Posted Saturday, 30 July 2011
Aristotle enshrines happiness as a central purpose of human life and a goal in itself. Examining this closely leads us to a deeper question: are humans simply pleasure-seeking automaton or something more? We have to question the nature of happiness, how invariant it is, and what it means to us.
Instincts are the result of years of genetic evolution. They've programmed us to feel happy when we do something that's genetically desirable. Natural selection has ensured that the traits that made our ancestors survive has been passed onto us, and the animal in us is programmed with all these survival instincts. I like to think of humans as animals with high computational power at their disposal. That computational power too, has developed over generations of evolution: at the time, the bottleneck in species survival had less to do with physical characteristics, and more to do with the ability to think through a survival problem and design a solution.
There is nothing divine about our instincts. Many of those instincts are not desirable in modern society. For instance, the desire for high-calorie items has come out of years of food insecurity. Today, excessive and reckless eating leads to obesity. The raw aggression shown by males in a species when they're searching for suitable mates is something modern society looks down upon. Irrational prejudice is yet another example: when being chased by a predator, instead of objectively evaluating the strength and agility of the opponent, the prey simply runs as fast as it can. It's a shortcut that helps in day-to-day life by caching and short-circuiting frequent computations. Unfortunately, after a while, many people forget that it was a shortcut in the first place and fail to look beyond it.
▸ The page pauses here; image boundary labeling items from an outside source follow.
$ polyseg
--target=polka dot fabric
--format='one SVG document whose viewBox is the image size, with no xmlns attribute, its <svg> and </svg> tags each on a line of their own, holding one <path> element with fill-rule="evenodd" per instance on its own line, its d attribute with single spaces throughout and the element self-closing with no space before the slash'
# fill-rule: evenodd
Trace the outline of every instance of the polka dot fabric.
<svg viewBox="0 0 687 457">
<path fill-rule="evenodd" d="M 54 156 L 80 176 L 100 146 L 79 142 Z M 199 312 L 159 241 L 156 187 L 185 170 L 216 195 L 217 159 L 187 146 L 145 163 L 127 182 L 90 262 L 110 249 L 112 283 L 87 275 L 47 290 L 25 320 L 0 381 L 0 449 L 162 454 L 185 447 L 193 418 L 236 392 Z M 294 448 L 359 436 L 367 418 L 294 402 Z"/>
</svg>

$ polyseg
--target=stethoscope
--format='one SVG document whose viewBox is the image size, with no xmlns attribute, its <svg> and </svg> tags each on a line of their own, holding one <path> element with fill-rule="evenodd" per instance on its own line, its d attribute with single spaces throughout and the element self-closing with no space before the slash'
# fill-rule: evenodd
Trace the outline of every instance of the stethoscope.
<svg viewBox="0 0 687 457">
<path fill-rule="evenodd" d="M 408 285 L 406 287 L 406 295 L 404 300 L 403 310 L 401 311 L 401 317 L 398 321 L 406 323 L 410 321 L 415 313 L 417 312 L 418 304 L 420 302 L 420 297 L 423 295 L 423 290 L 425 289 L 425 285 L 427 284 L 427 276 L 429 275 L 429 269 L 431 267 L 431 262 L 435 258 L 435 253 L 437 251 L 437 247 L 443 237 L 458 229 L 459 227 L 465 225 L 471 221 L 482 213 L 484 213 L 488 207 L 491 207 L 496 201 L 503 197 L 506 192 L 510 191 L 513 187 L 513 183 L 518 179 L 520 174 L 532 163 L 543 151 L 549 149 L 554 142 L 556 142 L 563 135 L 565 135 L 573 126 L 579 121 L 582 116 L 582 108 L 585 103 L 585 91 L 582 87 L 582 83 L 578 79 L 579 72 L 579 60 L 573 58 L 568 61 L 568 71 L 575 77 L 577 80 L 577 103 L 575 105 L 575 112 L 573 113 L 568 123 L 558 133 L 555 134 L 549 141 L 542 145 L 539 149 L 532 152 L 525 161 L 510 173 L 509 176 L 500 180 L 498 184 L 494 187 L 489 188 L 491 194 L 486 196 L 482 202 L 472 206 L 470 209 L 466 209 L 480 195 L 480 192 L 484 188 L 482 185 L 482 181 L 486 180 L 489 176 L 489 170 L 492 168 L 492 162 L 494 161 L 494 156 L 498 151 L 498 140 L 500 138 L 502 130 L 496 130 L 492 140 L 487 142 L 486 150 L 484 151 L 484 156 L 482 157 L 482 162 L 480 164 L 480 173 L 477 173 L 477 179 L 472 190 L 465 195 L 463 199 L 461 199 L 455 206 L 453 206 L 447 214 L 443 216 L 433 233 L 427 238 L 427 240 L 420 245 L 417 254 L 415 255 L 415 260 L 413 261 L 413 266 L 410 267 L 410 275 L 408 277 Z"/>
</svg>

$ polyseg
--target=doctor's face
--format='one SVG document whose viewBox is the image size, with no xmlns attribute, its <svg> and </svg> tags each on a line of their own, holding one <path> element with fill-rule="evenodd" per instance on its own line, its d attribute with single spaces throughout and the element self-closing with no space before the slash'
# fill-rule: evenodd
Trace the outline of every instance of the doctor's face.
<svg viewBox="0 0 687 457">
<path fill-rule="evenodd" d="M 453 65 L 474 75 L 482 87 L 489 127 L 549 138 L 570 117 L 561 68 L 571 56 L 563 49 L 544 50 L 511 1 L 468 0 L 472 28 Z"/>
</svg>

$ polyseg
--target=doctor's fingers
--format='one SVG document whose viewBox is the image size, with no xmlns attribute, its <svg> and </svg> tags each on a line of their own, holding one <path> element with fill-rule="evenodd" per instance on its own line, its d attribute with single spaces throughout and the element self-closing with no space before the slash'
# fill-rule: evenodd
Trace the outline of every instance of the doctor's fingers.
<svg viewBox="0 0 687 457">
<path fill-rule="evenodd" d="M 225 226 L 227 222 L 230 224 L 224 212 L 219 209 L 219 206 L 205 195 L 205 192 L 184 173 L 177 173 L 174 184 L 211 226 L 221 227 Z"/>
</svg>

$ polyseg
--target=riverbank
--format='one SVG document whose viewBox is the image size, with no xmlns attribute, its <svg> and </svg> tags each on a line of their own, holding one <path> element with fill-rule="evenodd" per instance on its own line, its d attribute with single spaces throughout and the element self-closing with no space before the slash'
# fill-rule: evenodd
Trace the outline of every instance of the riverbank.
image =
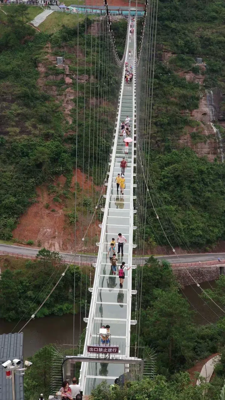
<svg viewBox="0 0 225 400">
<path fill-rule="evenodd" d="M 77 344 L 80 332 L 85 328 L 83 314 L 75 316 L 74 342 Z M 21 321 L 7 322 L 0 319 L 0 334 L 10 332 L 18 332 L 26 322 Z M 51 343 L 59 345 L 73 343 L 73 315 L 66 314 L 62 316 L 50 315 L 44 318 L 37 318 L 28 324 L 23 330 L 24 333 L 24 358 L 26 359 L 42 347 Z"/>
</svg>

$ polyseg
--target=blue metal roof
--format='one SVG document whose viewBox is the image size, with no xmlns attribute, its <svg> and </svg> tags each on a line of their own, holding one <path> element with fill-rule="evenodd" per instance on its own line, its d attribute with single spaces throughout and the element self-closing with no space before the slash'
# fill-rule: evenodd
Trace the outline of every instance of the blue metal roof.
<svg viewBox="0 0 225 400">
<path fill-rule="evenodd" d="M 8 360 L 18 358 L 23 362 L 23 334 L 0 335 L 0 399 L 12 400 L 12 379 L 6 379 L 6 370 L 1 366 Z M 20 364 L 23 368 L 23 362 Z M 24 400 L 23 375 L 15 374 L 16 400 Z"/>
</svg>

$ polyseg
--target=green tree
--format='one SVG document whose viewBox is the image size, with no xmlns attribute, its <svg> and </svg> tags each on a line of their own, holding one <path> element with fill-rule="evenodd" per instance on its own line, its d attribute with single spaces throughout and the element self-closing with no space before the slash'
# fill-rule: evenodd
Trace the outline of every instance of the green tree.
<svg viewBox="0 0 225 400">
<path fill-rule="evenodd" d="M 169 381 L 157 375 L 154 380 L 144 377 L 140 382 L 129 382 L 123 387 L 115 385 L 112 388 L 105 381 L 94 389 L 91 394 L 93 400 L 204 400 L 209 386 L 193 386 L 189 374 L 181 372 Z"/>
<path fill-rule="evenodd" d="M 141 312 L 140 333 L 159 353 L 164 368 L 172 372 L 193 356 L 193 332 L 188 303 L 176 291 L 158 291 L 158 298 Z"/>
<path fill-rule="evenodd" d="M 24 18 L 25 21 L 29 19 L 29 7 L 25 4 L 19 4 L 18 6 L 13 6 L 10 15 L 17 16 L 18 19 L 22 18 L 23 22 Z"/>
<path fill-rule="evenodd" d="M 44 346 L 28 360 L 32 363 L 24 374 L 25 400 L 39 398 L 40 393 L 48 398 L 50 394 L 51 345 Z"/>
</svg>

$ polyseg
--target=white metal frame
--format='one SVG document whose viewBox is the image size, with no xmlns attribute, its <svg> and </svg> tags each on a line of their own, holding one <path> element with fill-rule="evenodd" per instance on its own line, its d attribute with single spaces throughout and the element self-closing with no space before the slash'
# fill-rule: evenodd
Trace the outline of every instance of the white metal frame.
<svg viewBox="0 0 225 400">
<path fill-rule="evenodd" d="M 112 158 L 111 158 L 111 162 L 111 162 L 111 166 L 110 166 L 110 173 L 109 173 L 109 176 L 108 180 L 108 182 L 110 182 L 110 183 L 111 183 L 112 182 L 112 176 L 113 176 L 113 169 L 114 169 L 114 165 L 115 165 L 115 158 L 116 158 L 116 150 L 117 150 L 117 140 L 118 140 L 118 138 L 119 129 L 119 128 L 120 128 L 120 123 L 119 123 L 119 122 L 120 122 L 120 115 L 121 115 L 121 106 L 122 106 L 122 94 L 123 94 L 123 88 L 124 88 L 124 83 L 125 83 L 124 76 L 125 75 L 125 60 L 126 60 L 127 59 L 127 56 L 128 56 L 128 49 L 129 49 L 129 27 L 130 25 L 130 18 L 129 18 L 129 22 L 128 22 L 128 26 L 127 26 L 127 41 L 126 41 L 126 54 L 125 54 L 125 59 L 124 60 L 124 67 L 123 67 L 123 75 L 122 75 L 122 81 L 121 81 L 121 89 L 120 89 L 120 98 L 119 98 L 119 111 L 118 111 L 118 114 L 117 114 L 117 122 L 116 122 L 116 128 L 115 128 L 116 133 L 115 133 L 115 135 L 114 144 L 113 148 L 113 150 L 112 150 Z M 134 85 L 133 86 L 134 86 Z M 134 141 L 133 140 L 133 142 L 132 142 L 132 143 L 133 143 L 133 145 L 132 145 L 132 152 L 133 152 L 133 146 L 134 146 L 133 142 L 134 142 Z M 131 174 L 132 174 L 131 176 L 133 177 L 133 158 L 132 158 L 132 168 L 131 168 Z M 107 192 L 106 192 L 106 195 L 105 205 L 105 206 L 104 206 L 105 211 L 104 211 L 104 217 L 103 217 L 103 221 L 102 221 L 102 230 L 101 230 L 101 236 L 100 236 L 100 242 L 99 242 L 100 244 L 99 248 L 99 249 L 98 249 L 98 258 L 97 258 L 97 262 L 96 263 L 96 269 L 95 269 L 95 275 L 94 280 L 94 284 L 93 284 L 93 286 L 92 294 L 92 299 L 91 299 L 90 309 L 90 311 L 89 311 L 89 313 L 88 324 L 87 324 L 87 327 L 86 327 L 86 337 L 85 337 L 85 342 L 84 342 L 84 352 L 83 352 L 83 357 L 86 357 L 87 356 L 87 346 L 88 346 L 88 344 L 89 343 L 90 340 L 90 338 L 91 337 L 91 328 L 92 328 L 92 320 L 94 319 L 94 317 L 93 317 L 93 316 L 94 315 L 94 308 L 95 308 L 95 304 L 96 304 L 96 297 L 97 292 L 97 290 L 96 289 L 98 288 L 98 278 L 99 275 L 100 275 L 100 274 L 99 274 L 100 269 L 100 267 L 101 267 L 101 264 L 102 264 L 102 262 L 101 262 L 102 256 L 102 253 L 103 252 L 103 247 L 104 245 L 104 236 L 105 234 L 106 227 L 106 225 L 107 218 L 107 216 L 108 216 L 107 212 L 107 210 L 108 210 L 108 205 L 109 205 L 109 197 L 110 197 L 110 196 L 111 195 L 111 194 L 110 193 L 110 192 L 111 191 L 111 188 L 110 187 L 110 185 L 108 186 L 107 190 Z M 133 202 L 133 186 L 132 186 L 131 187 L 131 200 L 132 201 L 132 202 Z M 131 192 L 131 190 L 132 190 L 132 192 Z M 133 206 L 133 204 L 132 204 L 132 206 Z M 133 209 L 132 209 L 132 212 L 131 212 L 131 208 L 130 216 L 131 216 L 131 218 L 132 218 L 131 219 L 131 222 L 132 222 L 132 237 L 131 236 L 131 237 L 132 237 L 133 238 Z M 132 265 L 132 248 L 133 248 L 133 245 L 130 243 L 129 244 L 129 263 L 130 265 L 131 265 L 131 266 Z M 131 254 L 130 254 L 131 250 Z M 129 303 L 130 303 L 130 304 L 129 304 L 129 306 L 128 307 L 128 308 L 127 308 L 127 316 L 128 317 L 128 320 L 127 320 L 127 334 L 128 343 L 127 344 L 127 346 L 126 346 L 126 356 L 125 357 L 125 358 L 128 358 L 129 356 L 129 347 L 130 347 L 130 330 L 131 330 L 131 329 L 130 329 L 130 320 L 131 320 L 131 279 L 132 279 L 131 271 L 132 271 L 132 268 L 131 269 L 131 273 L 129 274 L 129 277 L 128 277 L 128 279 L 129 279 L 129 287 L 130 288 L 130 289 L 131 290 L 130 290 L 130 301 L 129 302 Z M 94 319 L 95 319 L 95 318 L 94 318 Z M 121 320 L 123 320 L 123 319 L 121 319 Z M 84 394 L 85 394 L 85 393 L 84 393 L 84 391 L 85 391 L 85 384 L 86 384 L 86 372 L 87 372 L 87 368 L 88 368 L 88 363 L 87 363 L 87 362 L 83 362 L 83 363 L 82 362 L 82 365 L 81 365 L 81 368 L 80 369 L 80 385 L 81 386 L 82 390 L 83 391 L 83 392 Z"/>
</svg>

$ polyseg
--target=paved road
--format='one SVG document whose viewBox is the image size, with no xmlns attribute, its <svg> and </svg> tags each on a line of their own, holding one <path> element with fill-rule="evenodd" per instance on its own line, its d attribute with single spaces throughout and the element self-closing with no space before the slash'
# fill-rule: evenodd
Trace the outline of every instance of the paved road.
<svg viewBox="0 0 225 400">
<path fill-rule="evenodd" d="M 41 24 L 43 21 L 44 21 L 45 19 L 47 18 L 47 17 L 50 14 L 52 14 L 54 12 L 54 10 L 45 10 L 43 12 L 41 12 L 40 14 L 38 14 L 38 15 L 37 15 L 33 20 L 31 21 L 31 22 L 34 26 L 38 26 L 40 24 Z"/>
<path fill-rule="evenodd" d="M 30 247 L 23 247 L 22 246 L 10 246 L 8 244 L 0 244 L 0 251 L 8 252 L 9 253 L 16 253 L 18 254 L 23 254 L 24 255 L 35 256 L 38 249 L 32 248 Z M 74 261 L 74 255 L 69 253 L 60 252 L 59 253 L 62 256 L 64 260 L 66 261 L 72 262 Z M 225 253 L 211 253 L 205 254 L 188 254 L 181 255 L 176 257 L 175 256 L 165 256 L 156 257 L 158 260 L 167 260 L 172 264 L 179 263 L 180 262 L 198 262 L 199 261 L 211 261 L 217 260 L 219 258 L 221 260 L 225 260 Z M 147 260 L 148 257 L 145 257 L 144 260 Z M 141 261 L 142 258 L 141 259 Z M 88 263 L 96 262 L 97 257 L 93 256 L 82 256 L 76 255 L 75 260 L 78 264 L 79 261 Z M 140 262 L 140 260 L 136 260 L 133 259 L 134 264 Z"/>
</svg>

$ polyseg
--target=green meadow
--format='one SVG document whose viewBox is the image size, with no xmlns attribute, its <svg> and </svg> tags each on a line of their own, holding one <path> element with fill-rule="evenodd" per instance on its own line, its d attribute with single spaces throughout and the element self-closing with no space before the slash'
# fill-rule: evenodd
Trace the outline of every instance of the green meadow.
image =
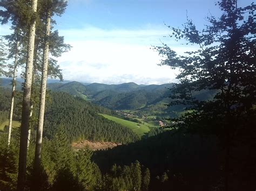
<svg viewBox="0 0 256 191">
<path fill-rule="evenodd" d="M 108 115 L 100 115 L 109 120 L 113 121 L 116 123 L 119 123 L 123 126 L 127 126 L 128 128 L 131 129 L 134 133 L 140 136 L 142 136 L 145 133 L 148 132 L 150 131 L 151 128 L 152 128 L 152 126 L 150 125 L 149 124 L 139 124 L 138 123 L 124 120 L 120 118 L 111 116 Z"/>
</svg>

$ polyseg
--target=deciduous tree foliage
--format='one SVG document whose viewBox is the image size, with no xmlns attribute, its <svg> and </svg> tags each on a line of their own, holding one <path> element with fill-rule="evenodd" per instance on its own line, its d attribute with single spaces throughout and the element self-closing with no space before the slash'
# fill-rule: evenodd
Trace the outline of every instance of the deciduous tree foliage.
<svg viewBox="0 0 256 191">
<path fill-rule="evenodd" d="M 194 47 L 198 48 L 195 51 L 179 55 L 171 45 L 154 47 L 164 57 L 161 65 L 180 69 L 177 79 L 180 83 L 170 96 L 173 100 L 169 105 L 183 104 L 190 111 L 176 119 L 179 122 L 177 126 L 215 134 L 222 143 L 226 153 L 223 182 L 226 190 L 237 189 L 238 182 L 241 183 L 241 180 L 235 180 L 241 179 L 234 175 L 240 174 L 239 170 L 231 171 L 234 162 L 231 156 L 239 153 L 238 144 L 248 149 L 242 159 L 247 184 L 251 183 L 251 171 L 255 169 L 252 152 L 255 153 L 256 126 L 256 5 L 253 2 L 239 8 L 238 3 L 237 0 L 218 2 L 221 17 L 208 17 L 209 24 L 201 31 L 188 19 L 182 29 L 168 26 L 173 31 L 171 37 L 196 45 Z M 217 93 L 210 101 L 193 96 L 193 93 L 203 89 Z"/>
</svg>

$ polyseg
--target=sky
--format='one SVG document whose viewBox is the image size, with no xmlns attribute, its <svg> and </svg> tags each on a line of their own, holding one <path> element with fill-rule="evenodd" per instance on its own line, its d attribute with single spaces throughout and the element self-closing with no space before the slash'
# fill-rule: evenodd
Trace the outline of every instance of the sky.
<svg viewBox="0 0 256 191">
<path fill-rule="evenodd" d="M 165 24 L 182 27 L 187 15 L 199 29 L 209 14 L 219 16 L 215 0 L 69 0 L 55 30 L 71 51 L 57 58 L 64 80 L 87 83 L 163 84 L 177 82 L 178 70 L 159 66 L 152 46 L 167 44 L 178 54 L 194 47 L 170 38 Z M 240 0 L 243 6 L 250 0 Z M 0 28 L 0 35 L 10 32 Z"/>
</svg>

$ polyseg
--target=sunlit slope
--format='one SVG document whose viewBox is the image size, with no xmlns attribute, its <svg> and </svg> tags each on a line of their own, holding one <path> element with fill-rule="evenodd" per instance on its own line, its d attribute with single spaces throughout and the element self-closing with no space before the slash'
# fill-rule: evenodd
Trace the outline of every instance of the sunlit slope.
<svg viewBox="0 0 256 191">
<path fill-rule="evenodd" d="M 130 121 L 124 120 L 120 119 L 120 118 L 111 116 L 108 115 L 100 115 L 109 120 L 114 121 L 116 123 L 127 127 L 140 136 L 143 136 L 150 131 L 149 127 L 145 124 L 139 124 L 138 123 L 131 122 Z"/>
</svg>

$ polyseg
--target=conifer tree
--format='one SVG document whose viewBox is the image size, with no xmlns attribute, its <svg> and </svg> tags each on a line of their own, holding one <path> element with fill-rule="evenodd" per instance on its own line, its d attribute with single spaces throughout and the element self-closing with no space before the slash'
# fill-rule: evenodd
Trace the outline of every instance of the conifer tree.
<svg viewBox="0 0 256 191">
<path fill-rule="evenodd" d="M 142 180 L 142 188 L 143 190 L 148 190 L 150 182 L 150 171 L 146 168 L 143 174 Z"/>
<path fill-rule="evenodd" d="M 5 53 L 3 39 L 0 38 L 0 76 L 4 74 L 4 67 L 5 66 Z"/>
<path fill-rule="evenodd" d="M 43 128 L 44 123 L 44 108 L 45 104 L 45 95 L 46 90 L 46 80 L 48 77 L 48 68 L 49 61 L 49 52 L 50 44 L 50 35 L 51 30 L 51 19 L 54 14 L 60 16 L 64 12 L 66 6 L 65 1 L 48 0 L 43 2 L 43 9 L 45 11 L 45 31 L 44 42 L 43 44 L 43 66 L 42 67 L 42 80 L 40 96 L 40 104 L 38 115 L 38 126 L 37 129 L 37 137 L 36 152 L 35 157 L 35 171 L 37 174 L 39 171 L 42 150 L 42 140 L 43 137 Z"/>
<path fill-rule="evenodd" d="M 31 11 L 35 14 L 37 11 L 37 0 L 32 0 Z M 18 174 L 17 189 L 23 190 L 25 187 L 27 143 L 30 113 L 30 96 L 33 68 L 35 36 L 36 32 L 36 19 L 34 18 L 29 26 L 27 60 L 25 75 L 25 84 L 22 104 L 22 122 L 19 158 L 19 171 Z"/>
</svg>

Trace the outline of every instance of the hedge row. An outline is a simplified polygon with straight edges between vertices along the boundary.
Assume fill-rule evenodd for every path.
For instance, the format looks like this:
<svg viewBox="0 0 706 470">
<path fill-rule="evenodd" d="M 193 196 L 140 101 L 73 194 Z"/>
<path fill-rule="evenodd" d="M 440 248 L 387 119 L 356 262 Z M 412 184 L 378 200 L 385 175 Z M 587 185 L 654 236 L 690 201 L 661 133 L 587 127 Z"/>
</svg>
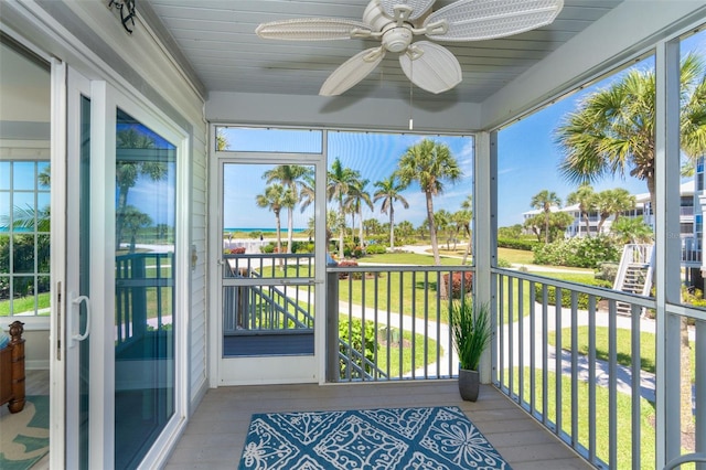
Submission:
<svg viewBox="0 0 706 470">
<path fill-rule="evenodd" d="M 566 280 L 570 280 L 570 279 L 566 279 Z M 608 287 L 608 288 L 612 287 L 611 282 L 601 280 L 601 279 L 593 279 L 593 280 L 581 279 L 580 282 L 587 286 L 593 286 L 593 287 Z M 537 301 L 542 301 L 543 287 L 544 286 L 541 284 L 535 284 L 534 286 L 534 295 Z M 596 297 L 596 302 L 598 302 L 599 300 L 601 300 L 601 297 Z M 579 293 L 576 298 L 576 301 L 577 301 L 577 308 L 581 310 L 588 309 L 588 293 Z M 556 305 L 556 287 L 553 287 L 553 286 L 547 287 L 547 303 L 550 306 Z M 571 307 L 571 290 L 561 289 L 561 307 Z"/>
<path fill-rule="evenodd" d="M 539 242 L 535 239 L 498 238 L 499 248 L 524 249 L 525 252 L 532 252 L 535 246 L 539 245 Z"/>
</svg>

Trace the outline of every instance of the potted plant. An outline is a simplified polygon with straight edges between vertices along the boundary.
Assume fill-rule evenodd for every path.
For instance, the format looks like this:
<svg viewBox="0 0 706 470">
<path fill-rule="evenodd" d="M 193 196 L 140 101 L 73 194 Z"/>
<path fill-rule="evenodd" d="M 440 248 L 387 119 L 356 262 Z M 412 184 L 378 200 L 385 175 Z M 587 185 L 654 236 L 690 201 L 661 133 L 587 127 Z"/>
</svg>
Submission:
<svg viewBox="0 0 706 470">
<path fill-rule="evenodd" d="M 489 307 L 466 299 L 454 300 L 449 317 L 453 346 L 459 355 L 459 392 L 464 400 L 475 402 L 480 386 L 478 364 L 491 338 Z"/>
</svg>

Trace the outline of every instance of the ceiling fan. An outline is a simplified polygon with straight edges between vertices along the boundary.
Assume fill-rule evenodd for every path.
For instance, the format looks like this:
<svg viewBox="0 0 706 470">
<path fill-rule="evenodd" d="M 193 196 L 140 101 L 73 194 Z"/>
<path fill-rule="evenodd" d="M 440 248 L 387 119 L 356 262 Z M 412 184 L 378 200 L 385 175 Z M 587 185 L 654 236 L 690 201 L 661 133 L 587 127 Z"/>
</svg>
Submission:
<svg viewBox="0 0 706 470">
<path fill-rule="evenodd" d="M 424 34 L 434 41 L 482 41 L 504 38 L 549 24 L 564 0 L 458 0 L 431 11 L 435 0 L 372 0 L 363 21 L 304 18 L 263 23 L 264 39 L 328 41 L 376 39 L 381 45 L 362 51 L 336 68 L 319 95 L 335 96 L 365 78 L 387 52 L 399 53 L 399 65 L 411 83 L 442 93 L 461 83 L 461 65 L 442 45 L 413 42 Z"/>
</svg>

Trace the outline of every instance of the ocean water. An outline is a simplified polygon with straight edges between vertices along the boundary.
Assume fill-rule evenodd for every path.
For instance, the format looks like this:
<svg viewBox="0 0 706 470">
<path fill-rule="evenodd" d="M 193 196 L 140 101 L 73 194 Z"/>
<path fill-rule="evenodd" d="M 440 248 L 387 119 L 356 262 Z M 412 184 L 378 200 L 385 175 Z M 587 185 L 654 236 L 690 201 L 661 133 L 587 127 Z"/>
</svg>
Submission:
<svg viewBox="0 0 706 470">
<path fill-rule="evenodd" d="M 295 233 L 295 234 L 302 233 L 302 232 L 304 232 L 304 231 L 306 231 L 306 228 L 292 228 L 292 233 Z M 277 233 L 277 228 L 252 228 L 252 227 L 248 227 L 248 228 L 239 228 L 239 227 L 227 227 L 227 228 L 224 228 L 224 229 L 223 229 L 223 233 L 224 233 L 224 234 L 227 234 L 228 232 L 246 232 L 246 233 L 250 233 L 250 232 L 263 232 L 263 233 L 265 233 L 265 234 L 270 234 L 270 233 L 271 233 L 271 234 L 274 234 L 274 233 Z M 284 234 L 286 234 L 286 233 L 287 233 L 287 227 L 282 227 L 282 228 L 281 228 L 281 232 L 282 232 Z"/>
</svg>

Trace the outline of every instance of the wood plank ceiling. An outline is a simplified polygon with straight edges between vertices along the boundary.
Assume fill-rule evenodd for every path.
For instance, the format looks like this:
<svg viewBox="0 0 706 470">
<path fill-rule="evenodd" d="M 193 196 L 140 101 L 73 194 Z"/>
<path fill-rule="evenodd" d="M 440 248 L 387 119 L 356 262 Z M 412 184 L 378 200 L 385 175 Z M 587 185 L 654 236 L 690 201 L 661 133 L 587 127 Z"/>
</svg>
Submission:
<svg viewBox="0 0 706 470">
<path fill-rule="evenodd" d="M 366 0 L 142 1 L 149 3 L 208 92 L 318 95 L 340 64 L 377 44 L 373 40 L 271 41 L 255 34 L 261 22 L 289 18 L 360 21 Z M 463 82 L 439 95 L 415 87 L 414 99 L 482 103 L 621 1 L 565 0 L 561 13 L 548 26 L 499 40 L 442 43 L 461 63 Z M 449 3 L 438 0 L 435 9 Z M 396 54 L 389 53 L 344 96 L 408 99 L 409 94 L 409 81 Z"/>
</svg>

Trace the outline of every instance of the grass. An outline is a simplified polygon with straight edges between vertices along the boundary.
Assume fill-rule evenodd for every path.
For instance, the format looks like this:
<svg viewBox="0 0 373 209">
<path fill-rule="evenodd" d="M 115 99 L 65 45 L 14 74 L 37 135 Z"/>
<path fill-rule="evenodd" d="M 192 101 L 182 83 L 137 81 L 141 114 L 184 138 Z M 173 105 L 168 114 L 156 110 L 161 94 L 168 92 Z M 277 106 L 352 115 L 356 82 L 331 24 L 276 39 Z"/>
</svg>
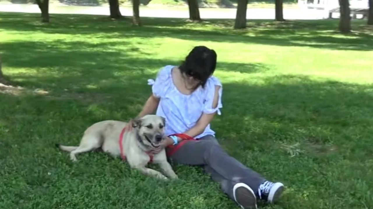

Does that mean that we should override every possible instinct and emotion using our higher rationality? That sort of extremism leads to a different kind of problem: humans will turn into computers the inability to produce creative work. Apart from this, it creates a huge amount of internal conflict: the instinct says one thing, and rationality says the exact opposite thing. Instead of fighting instinct with rationality, we must train so as to align both of them.
Happiness is meaningless. It is neither divine nor invariant- people can program themselves to feel happy when they do something right using simple incentive mechanisms. It's as mechanical as training a dog. Modern society constantly tries to design incentives to get its members to behave in a certain way. For instance, by giving away prestigeous awards to people who do ground-breaking research, it essentially ensures that the people who contribute most to society are generally happy.
Yes, a well-trained human being doing the things that she likes is generally happy. My point is that this is incidental, not fundamental. For this reason, following happiness blindly without designing the correct incentive mechanisms and without the proper mental training can lead to a meaningless animal-like existence.